We should not assume that there was no grace available to people from Moses until Christ, because the promise of salvation by faith that God had made to Abraham remained in force:
Now the promises were made to Abraham and to his offspring…the law which came four hundred and thirty years afterward, does not annul a covenant previously ratified by God so as to make the promise void. For if the inheritance is by the law, it is no longer by promise; but God gave it to Abraham by a promise. (Gal. 3:16–18)
Moreover, although the sacrificial system of the Mosaic covenant did not really take away sins (Heb. 10:1–4), it foreshadowed the bearing of sin by Christ, the perfect high priest who was also the perfect sacrifice (Heb. 9:11–28). Nevertheless, the Mosaic covenant itself, with all its detailed laws, could not save people. It is not that the laws were wrong in themselves, for they were given by a holy God, but they had no power to give people new life, and the people were not able to obey them perfectly: “Is the law then against the promises of God? Certainly not; for if a law had been given which could make alive, then righteousness would indeed be by the law” (Gal. 3:21). Paul realizes that the Holy Spirit working within us can empower us to obey God in a way that the Mosaic law never could, for he says that God “has made us competent to be ministers of a new covenant, not in a written code but in the Spirit; for the written code kills, but the Spirit gives life” (2 Cor. 3:6).

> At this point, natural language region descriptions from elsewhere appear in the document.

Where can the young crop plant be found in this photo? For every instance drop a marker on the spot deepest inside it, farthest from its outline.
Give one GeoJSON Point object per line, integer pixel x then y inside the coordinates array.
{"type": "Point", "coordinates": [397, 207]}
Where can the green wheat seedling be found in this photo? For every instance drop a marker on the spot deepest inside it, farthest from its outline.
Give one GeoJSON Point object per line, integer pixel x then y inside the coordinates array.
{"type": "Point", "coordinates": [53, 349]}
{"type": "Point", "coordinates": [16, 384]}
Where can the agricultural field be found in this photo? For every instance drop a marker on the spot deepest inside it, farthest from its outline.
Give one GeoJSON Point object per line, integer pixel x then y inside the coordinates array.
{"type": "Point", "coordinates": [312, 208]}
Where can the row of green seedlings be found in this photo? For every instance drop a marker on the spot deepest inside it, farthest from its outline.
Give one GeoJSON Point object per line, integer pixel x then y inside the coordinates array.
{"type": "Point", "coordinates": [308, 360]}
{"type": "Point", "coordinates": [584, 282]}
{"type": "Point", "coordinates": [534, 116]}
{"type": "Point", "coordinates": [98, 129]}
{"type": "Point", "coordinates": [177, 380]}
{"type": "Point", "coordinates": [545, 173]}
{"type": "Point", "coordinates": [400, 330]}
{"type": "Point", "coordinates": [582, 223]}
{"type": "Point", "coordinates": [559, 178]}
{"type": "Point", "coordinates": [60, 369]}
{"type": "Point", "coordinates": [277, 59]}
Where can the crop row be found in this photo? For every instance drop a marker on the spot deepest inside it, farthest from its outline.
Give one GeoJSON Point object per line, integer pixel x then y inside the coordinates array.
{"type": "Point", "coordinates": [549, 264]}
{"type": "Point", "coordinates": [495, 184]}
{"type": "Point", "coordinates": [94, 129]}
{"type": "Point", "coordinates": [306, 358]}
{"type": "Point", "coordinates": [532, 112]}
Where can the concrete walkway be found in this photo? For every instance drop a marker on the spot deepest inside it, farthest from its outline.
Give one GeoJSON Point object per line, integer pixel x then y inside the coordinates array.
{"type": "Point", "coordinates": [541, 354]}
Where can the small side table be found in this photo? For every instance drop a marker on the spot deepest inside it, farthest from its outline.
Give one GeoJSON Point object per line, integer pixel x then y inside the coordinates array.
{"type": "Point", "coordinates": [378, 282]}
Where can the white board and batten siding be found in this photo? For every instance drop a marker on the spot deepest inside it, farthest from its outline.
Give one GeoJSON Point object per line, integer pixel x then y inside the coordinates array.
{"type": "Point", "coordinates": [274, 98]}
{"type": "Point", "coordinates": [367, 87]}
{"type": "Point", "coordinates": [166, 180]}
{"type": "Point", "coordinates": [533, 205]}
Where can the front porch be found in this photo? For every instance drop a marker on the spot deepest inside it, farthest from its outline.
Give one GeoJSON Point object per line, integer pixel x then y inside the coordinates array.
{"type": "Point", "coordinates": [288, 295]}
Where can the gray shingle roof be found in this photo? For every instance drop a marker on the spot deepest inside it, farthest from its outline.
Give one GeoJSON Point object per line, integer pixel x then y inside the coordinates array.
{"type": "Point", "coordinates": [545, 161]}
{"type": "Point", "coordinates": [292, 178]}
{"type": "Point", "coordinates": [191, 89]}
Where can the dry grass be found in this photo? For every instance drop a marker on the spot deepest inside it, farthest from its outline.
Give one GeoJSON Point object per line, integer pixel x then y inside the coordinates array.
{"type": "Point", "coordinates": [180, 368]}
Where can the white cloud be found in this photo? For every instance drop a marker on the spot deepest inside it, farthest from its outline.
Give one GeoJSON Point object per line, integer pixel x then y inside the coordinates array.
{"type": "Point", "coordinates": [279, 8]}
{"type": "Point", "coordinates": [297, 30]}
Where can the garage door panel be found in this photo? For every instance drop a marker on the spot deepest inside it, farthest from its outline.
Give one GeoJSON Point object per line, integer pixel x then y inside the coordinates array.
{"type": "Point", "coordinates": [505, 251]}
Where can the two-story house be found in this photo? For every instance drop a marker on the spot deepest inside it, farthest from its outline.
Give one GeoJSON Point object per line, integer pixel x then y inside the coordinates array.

The new covenant in Christ, then, is far better because it fulfills the promises made in Jeremiah 31:31–34, as quoted in Hebrews 8:
But as it is, Christ has obtained a ministry which is as much more excellent than the old as the covenant he mediates is better, since it is enacted on better promises. For if that first covenant had been faultless, there would have been no occasion for a second. For he finds fault with them when he says: “The days will come, says the Lord, when I will establish a new covenant with the house of Israel and with the house of Judah; not like the covenant that I made with their fathers on the day when I took them by the hand to lead them out of the land of Egypt; for they did not continue in my covenant, and so I paid no heed to them, says the Lord. This is the covenant that I will make with the house of Israel after those days, says the Lord: I will put my laws into their minds, and write them on their hearts, and I will be their God, and they shall be my people. And they shall not teach every one his fellow or every one his brother, saying, “Know the Lord,” for all shall know me, from the least of them to the greatest. For I will be merciful toward their iniquities, and I will remember their sins no more.” In speaking of a new covenant he treats the first as obsolete. And what is becoming obsolete and growing old is ready to vanish away. (Heb. 8:6–13)
In this new covenant, there are far greater blessings, for Jesus the Messiah has come; he has lived, died, and risen among us, atoning once for all for our sins (Heb. 9:24–28); he has revealed God most fully to us (John 1:14; Heb. 1:1–3); he has poured out the Holy Spirit on all his people in new covenant power (Acts 1:8; 1 Cor. 12:13; 2 Cor. 3:4–18); he has written his laws on our hearts (Heb. 8:10). This new covenant is the “eternal covenant” (Heb. 13:20) in Christ, through which we shall forever have fellowship with God, and he shall be our God, and we shall be his people.